Я искал её везде. Звонил — не отвечала. Писал — тишина. Позвонил Грейс — она сказала: «Я не знаю, где она. Она просто сказала, что ей нужно побыть одной». Я чуть не разбил телефон. Я метался по квартире, как загнанный зверь. Я не мог её найти. Я не мог до неё достучаться.
Тогда я позвонил её ассистентке. Сказал, что по восточному кварталу срочно нужны документы. Проверка. Оригиналы. Пусть приедет. Я знал, что она примчится — она тряслась над этим проектом так же, как когда-то тряслась над своими дурацкими драконами. Я использовал её страх. Да. Использовал. Мне было плевать. Я хотел, чтобы она оказалась здесь. Рядом. Любой ценой.
Теперь я сижу в пустом офисе. За окном темно. Часы на стене тикают как сволочи — медленно, издевательски. Я смотрел на дверь, пока она не начала расплываться перед глазами.
Я знаю, что я ей скажу. Я репетировал это сотни раз. Двадцать лет я молчал — теперь хватит. Я запру дверь и скажу всё. Всё, что должен был сказать, когда уезжал. Когда возвращался. Когда смотрел на неё через стол и делал вид, что мне плевать. Мне никогда не было плевать.
Я поставил на её слабость. На её любовь к проекту. К отцу. Ко всему, что она защищает. Я использовал это — и мне плевать.
Она войдёт в эту дверь. И когда она войдёт — я больше никогда её не отпущу. Никогда.
Глава 10.
Я врезалась в него в пустом коридоре.
Твёрдая грудь. Запах кофе и кожи. Его руки поймали меня за плечи — крепко, не давая упасть. Я подняла глаза. Он смотрел на меня — уставший, небритый, с тёмными кругами. Как будто не спал все эти дни. Как и я.

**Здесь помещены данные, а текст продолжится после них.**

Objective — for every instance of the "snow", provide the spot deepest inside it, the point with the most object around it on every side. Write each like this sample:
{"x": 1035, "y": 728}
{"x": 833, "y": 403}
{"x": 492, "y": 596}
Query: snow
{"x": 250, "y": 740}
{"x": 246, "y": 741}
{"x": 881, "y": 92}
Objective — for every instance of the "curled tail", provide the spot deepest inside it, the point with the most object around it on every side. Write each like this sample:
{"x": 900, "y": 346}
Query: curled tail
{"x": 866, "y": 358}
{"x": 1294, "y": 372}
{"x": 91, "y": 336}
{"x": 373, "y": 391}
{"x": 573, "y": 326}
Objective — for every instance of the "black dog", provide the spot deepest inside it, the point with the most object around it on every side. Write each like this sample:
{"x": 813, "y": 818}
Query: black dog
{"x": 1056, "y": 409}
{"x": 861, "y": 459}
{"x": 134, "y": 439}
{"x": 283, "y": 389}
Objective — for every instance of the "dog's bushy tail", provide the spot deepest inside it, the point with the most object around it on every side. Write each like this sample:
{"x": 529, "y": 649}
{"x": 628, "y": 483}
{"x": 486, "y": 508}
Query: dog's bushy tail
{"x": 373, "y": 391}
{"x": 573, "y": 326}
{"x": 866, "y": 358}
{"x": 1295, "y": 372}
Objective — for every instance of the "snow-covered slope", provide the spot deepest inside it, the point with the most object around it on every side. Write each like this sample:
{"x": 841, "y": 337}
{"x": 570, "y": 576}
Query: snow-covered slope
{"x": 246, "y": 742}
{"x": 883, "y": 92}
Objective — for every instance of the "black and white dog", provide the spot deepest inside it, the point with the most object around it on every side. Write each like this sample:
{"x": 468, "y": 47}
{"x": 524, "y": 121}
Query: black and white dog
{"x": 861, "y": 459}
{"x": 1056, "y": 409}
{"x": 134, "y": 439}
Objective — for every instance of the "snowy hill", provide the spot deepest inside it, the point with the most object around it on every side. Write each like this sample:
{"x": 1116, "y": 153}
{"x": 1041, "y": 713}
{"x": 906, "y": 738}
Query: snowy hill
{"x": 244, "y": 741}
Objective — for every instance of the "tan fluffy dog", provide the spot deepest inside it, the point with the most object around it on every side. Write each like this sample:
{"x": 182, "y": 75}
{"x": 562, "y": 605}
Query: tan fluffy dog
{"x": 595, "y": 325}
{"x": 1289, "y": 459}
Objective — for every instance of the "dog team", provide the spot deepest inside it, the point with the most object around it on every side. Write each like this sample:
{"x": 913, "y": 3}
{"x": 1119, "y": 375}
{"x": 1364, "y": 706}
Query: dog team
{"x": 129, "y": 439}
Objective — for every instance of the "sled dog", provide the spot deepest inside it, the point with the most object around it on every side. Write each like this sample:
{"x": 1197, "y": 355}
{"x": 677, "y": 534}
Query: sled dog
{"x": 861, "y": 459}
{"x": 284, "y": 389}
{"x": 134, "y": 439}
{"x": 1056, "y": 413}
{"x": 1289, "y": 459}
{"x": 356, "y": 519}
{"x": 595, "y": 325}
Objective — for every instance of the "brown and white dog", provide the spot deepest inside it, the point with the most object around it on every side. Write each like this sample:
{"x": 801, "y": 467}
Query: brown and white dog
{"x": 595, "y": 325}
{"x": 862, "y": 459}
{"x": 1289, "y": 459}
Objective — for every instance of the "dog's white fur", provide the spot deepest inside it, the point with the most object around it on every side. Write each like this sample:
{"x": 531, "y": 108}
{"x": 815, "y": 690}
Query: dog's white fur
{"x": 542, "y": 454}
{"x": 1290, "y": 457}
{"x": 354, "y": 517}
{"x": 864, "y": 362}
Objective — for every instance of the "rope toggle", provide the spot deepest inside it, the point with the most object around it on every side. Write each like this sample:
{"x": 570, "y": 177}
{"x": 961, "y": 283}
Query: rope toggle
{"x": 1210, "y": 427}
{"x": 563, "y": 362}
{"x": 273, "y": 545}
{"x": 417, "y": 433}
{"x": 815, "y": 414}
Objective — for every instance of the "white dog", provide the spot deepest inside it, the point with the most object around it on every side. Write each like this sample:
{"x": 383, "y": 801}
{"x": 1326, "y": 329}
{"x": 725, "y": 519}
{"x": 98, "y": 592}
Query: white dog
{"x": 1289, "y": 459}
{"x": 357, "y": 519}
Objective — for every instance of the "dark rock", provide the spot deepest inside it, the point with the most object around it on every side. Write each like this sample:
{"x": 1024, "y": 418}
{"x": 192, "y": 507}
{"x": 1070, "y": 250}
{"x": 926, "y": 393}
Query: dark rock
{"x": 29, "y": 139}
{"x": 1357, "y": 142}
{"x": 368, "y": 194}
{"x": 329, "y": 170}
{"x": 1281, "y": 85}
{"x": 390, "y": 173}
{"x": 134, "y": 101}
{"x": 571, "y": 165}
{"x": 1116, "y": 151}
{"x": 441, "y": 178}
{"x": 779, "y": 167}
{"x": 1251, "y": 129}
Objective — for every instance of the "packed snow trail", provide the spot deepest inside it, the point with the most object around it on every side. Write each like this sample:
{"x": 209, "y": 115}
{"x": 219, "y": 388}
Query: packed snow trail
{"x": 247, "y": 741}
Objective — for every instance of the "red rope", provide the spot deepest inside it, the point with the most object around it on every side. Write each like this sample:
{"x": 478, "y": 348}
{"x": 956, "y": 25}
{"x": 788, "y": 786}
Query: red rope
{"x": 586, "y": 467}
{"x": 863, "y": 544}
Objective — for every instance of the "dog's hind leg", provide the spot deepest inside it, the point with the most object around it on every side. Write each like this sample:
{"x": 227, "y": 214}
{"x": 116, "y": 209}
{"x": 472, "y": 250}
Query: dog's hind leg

— Наконец-то, — сказал он.
И в этом слове было всё. Облегчение. Злость. Ожидание. Двадцать лет. Я открыла рот, чтобы что-то сказать — не знаю что, — но он не дал. Его рука сомкнулась на моём запястье, и он повёл меня по коридору. Пальцы сжались крепко, почти до боли — он боялся, что я снова исчезну.
— Куда ты меня...
— В кабинет.
— Я не хочу.
— А я не спрашиваю.
Я попыталась вырваться. Дёрнула руку — раз, другой. Бесполезно. Его хватка была железной — не грубой, но неумолимой. Такой, что не вырвешься, даже если очень захочешь. А я... я не была уверена, что хочу.
Он толкнул дверь кабинета и мягко, но настойчиво подтолкнул меня внутрь. Я оказалась в темноте, пахнущей бумагой и его одеколоном. Знакомый запах. Я помнила его. С того самого дня, когда он впервые вошёл в мой кабинет и начал листать мои бумаги.